A avalanche de lama da Samarco, a nuvem de gás tóxico do Porto de Santos, os vazamentos de chorume do velho aterro de lixo de Gramacho (Duque de Caxias) e também do novo Aterro de Seropédica – inaugurado há apenas cinco anos como o “mais moderno do Brasil” – não merecem ser entendidos como simples acidentes.
Eles evidenciam de forma escandalosa a fragilidade do setor público na atribuição que lhe compete de organizar rotinas de licenciamento e fiscalização à altura dos riscos desses empreendimentos.
Licenciamento frouxo e fiscalização ausente (ou deficiente) abrem espaço para tragédias.

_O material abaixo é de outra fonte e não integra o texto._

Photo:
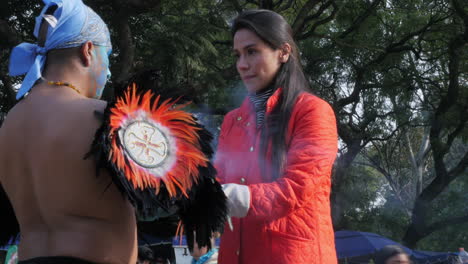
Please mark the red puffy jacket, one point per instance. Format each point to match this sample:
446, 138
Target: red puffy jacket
289, 219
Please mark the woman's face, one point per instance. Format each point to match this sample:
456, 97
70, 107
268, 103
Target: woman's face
398, 259
257, 63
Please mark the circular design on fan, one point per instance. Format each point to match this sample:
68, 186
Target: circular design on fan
145, 144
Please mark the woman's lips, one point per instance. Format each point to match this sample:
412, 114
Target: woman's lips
248, 77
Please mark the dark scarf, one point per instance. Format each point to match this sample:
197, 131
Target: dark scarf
259, 101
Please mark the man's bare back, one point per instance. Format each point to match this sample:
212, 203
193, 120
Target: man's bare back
62, 207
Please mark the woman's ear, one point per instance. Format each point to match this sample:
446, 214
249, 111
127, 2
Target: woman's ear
285, 51
87, 53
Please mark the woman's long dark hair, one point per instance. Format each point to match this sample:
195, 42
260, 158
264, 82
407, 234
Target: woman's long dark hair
275, 31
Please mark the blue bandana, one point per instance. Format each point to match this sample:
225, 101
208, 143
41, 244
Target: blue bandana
72, 24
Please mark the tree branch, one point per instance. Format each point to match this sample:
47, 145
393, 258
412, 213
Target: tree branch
236, 5
323, 21
360, 19
299, 22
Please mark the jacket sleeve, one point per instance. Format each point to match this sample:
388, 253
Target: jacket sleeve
310, 157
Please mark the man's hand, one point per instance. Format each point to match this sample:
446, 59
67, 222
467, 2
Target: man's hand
238, 199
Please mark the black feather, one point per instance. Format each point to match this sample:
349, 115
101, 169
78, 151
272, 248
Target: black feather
204, 211
8, 223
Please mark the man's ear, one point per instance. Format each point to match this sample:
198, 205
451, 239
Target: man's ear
285, 51
87, 53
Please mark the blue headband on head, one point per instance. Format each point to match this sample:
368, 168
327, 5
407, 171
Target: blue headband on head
72, 24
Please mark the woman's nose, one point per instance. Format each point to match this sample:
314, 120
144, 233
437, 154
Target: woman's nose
242, 64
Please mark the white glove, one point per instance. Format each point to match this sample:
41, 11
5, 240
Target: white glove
238, 199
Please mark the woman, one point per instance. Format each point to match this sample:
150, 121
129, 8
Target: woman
275, 153
391, 254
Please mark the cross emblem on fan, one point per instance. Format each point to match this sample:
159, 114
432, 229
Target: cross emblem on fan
145, 144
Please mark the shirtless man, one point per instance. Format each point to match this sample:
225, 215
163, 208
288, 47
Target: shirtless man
65, 212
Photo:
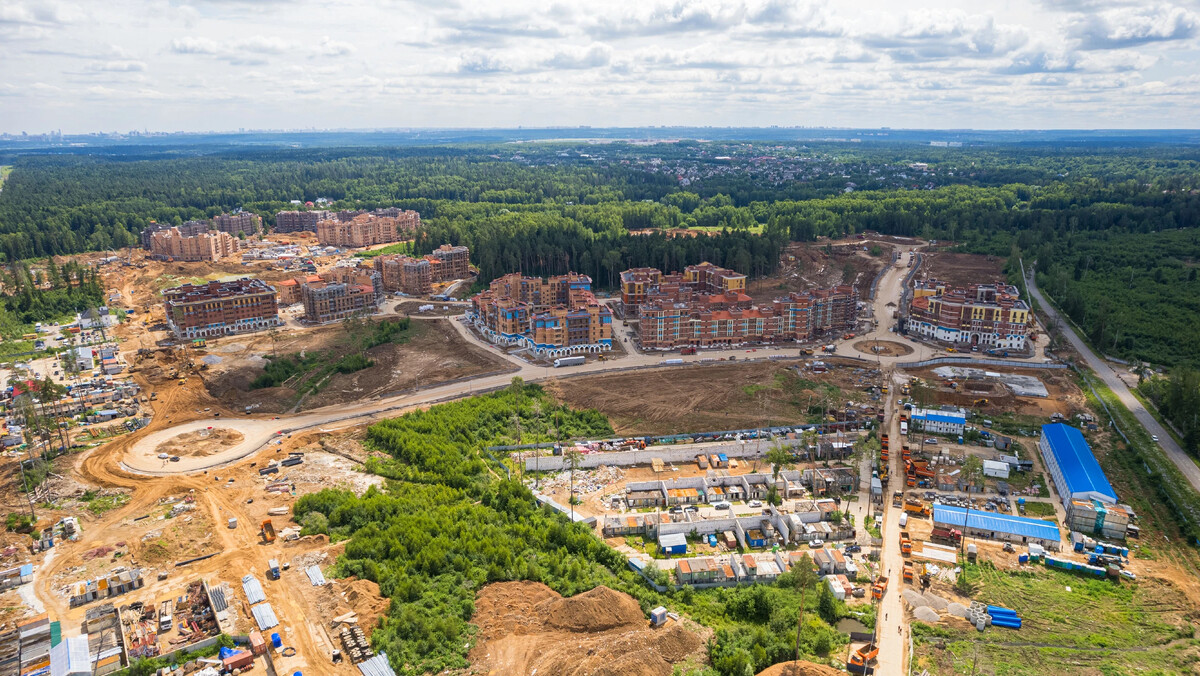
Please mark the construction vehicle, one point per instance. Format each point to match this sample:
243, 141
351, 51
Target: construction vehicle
916, 507
880, 587
268, 531
863, 657
948, 536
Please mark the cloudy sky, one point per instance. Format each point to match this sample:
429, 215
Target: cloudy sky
195, 65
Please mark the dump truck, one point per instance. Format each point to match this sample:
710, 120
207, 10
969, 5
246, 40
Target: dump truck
949, 536
916, 507
880, 587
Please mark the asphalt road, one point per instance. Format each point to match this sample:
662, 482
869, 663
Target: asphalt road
1105, 372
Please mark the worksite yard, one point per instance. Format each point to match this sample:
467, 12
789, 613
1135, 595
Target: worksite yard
427, 353
960, 269
805, 267
1065, 396
528, 628
725, 396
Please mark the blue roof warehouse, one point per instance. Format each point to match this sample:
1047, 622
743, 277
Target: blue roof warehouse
995, 526
1085, 491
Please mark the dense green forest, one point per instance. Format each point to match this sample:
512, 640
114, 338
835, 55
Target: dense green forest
451, 521
1110, 227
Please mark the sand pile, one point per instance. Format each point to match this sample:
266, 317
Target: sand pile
599, 610
801, 669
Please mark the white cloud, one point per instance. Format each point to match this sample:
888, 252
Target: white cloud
1131, 27
221, 64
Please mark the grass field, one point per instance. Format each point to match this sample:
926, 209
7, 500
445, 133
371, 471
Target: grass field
1071, 624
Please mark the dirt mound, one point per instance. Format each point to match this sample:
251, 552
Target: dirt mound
528, 628
599, 610
799, 669
201, 443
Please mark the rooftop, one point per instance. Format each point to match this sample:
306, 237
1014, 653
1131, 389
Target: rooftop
1079, 466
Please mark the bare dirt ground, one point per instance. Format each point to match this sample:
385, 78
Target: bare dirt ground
527, 628
433, 353
1065, 395
799, 669
715, 398
961, 269
805, 267
201, 443
883, 347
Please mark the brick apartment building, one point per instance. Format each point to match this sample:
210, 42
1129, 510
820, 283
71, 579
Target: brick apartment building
364, 228
990, 316
703, 283
333, 301
300, 221
219, 309
238, 222
207, 245
189, 228
415, 276
797, 317
553, 317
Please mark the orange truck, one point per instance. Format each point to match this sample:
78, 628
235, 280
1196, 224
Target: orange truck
880, 587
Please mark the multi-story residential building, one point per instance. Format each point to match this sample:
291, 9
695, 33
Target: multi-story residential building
300, 221
189, 228
405, 274
289, 289
640, 286
355, 276
553, 317
208, 245
219, 309
333, 301
450, 263
982, 315
366, 229
723, 321
238, 222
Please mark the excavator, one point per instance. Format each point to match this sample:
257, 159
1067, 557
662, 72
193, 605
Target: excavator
863, 657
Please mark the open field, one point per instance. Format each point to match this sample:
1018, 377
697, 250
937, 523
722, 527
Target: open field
961, 269
1071, 626
714, 398
432, 352
821, 265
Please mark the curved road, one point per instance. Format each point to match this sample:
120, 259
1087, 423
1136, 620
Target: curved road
1105, 372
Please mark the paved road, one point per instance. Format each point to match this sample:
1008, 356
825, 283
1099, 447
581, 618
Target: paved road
1105, 372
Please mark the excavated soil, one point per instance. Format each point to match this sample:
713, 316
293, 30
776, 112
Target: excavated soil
528, 628
799, 669
201, 443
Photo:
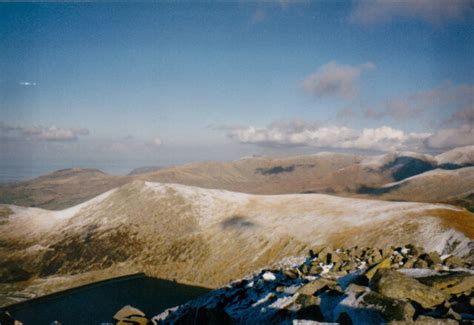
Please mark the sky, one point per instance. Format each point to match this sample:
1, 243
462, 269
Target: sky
119, 86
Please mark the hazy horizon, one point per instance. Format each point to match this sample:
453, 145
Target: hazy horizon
120, 86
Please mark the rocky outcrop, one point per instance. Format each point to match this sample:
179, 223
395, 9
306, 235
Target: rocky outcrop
346, 286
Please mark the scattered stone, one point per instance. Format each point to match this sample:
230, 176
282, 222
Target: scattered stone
454, 261
315, 286
452, 283
391, 309
7, 319
429, 294
426, 320
357, 289
396, 285
386, 263
130, 315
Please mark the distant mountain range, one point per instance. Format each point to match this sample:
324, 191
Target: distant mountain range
403, 176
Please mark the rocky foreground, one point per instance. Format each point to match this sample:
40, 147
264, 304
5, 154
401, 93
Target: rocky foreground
403, 285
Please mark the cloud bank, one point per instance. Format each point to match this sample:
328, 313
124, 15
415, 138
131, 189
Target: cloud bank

Enquanto isso, discute-se em Brasília novos protocolos “mais ágeis” de licenciamento que possam “destravar” a burocracia e “acelerar” o crescimento do país.
Sob o pretexto de eliminar a letargia de alguns processos de licenciamento – que de fato atrapalham alguns empreendimentos – a disposição do Congresso parece ser a de “flexibilizar” de forma sem precedentes as regras vigentes, ou, se possível, permitir o ”autolicenciamento” das empresas com “fiscalização posterior”, como defendeu recentemente a presidente do Ibama, Marilene Ramos.
Em resumo: se hoje, com regras supostamente mais rígidas, já acompanhamos perplexos níveis absurdos de exposição ao risco, como seria se as próprias empresas pudessem se autolicenciar?
O chamado “Princípio da precaução” – que aparece em nossa Constituição Federal como um princípio norteador das políticas públicas – inspirou o seguinte trecho da nossa Carta Magna (artigo 225, § 1°, V ):
“Todos têm direito ao meio ambiente ecologicamente equilibrado, bem de uso comum do povo e essencial à sadia qualidade de vida, impondo-se ao Poder Público e à coletividade o dever de preservá-lo para as presentes e futuras gerações.
§ 1o – Para assegurar a efetividade desse direito, incumbe ao Poder Público:
[…]
IV – Exigir, na forma da lei, para instalação de obra ou atividade potencialmente causadora de significativa degradação do meio ambiente, estudo prévio do impacto ambiental.”
No próprio site do Ministério do Meio Ambiente, quando o assunto é o já citado “Princípio da Precaução”, exibe-se o seguinte texto:
“Quando não se aplica o Princípio da Precaução, as perguntas que normalmente são feitas são do tipo: Quão seguro é o produto ou processo? Qual o nível de risco aceitável? Quanto de contaminação pode o homem ou o ecossistema assimilar sem mostrar efeito adverso óbvio? Entretanto, quando é utilizada a ciência precaucionária, as perguntas mudam de natureza e são do tipo: quanta contaminação pode ser evitada enquanto se mantém certos valores? Quais são as alternativas para a atividade? Qual a necessidade e a pertinência da atividade?”.
No papel é bonito.
Mas a dura realidade é da lama, do chorume, do gás tóxico e de outras ameaças que só nos alcançam porque alguém não leu ou simplesmente não quer cumprir a Lei.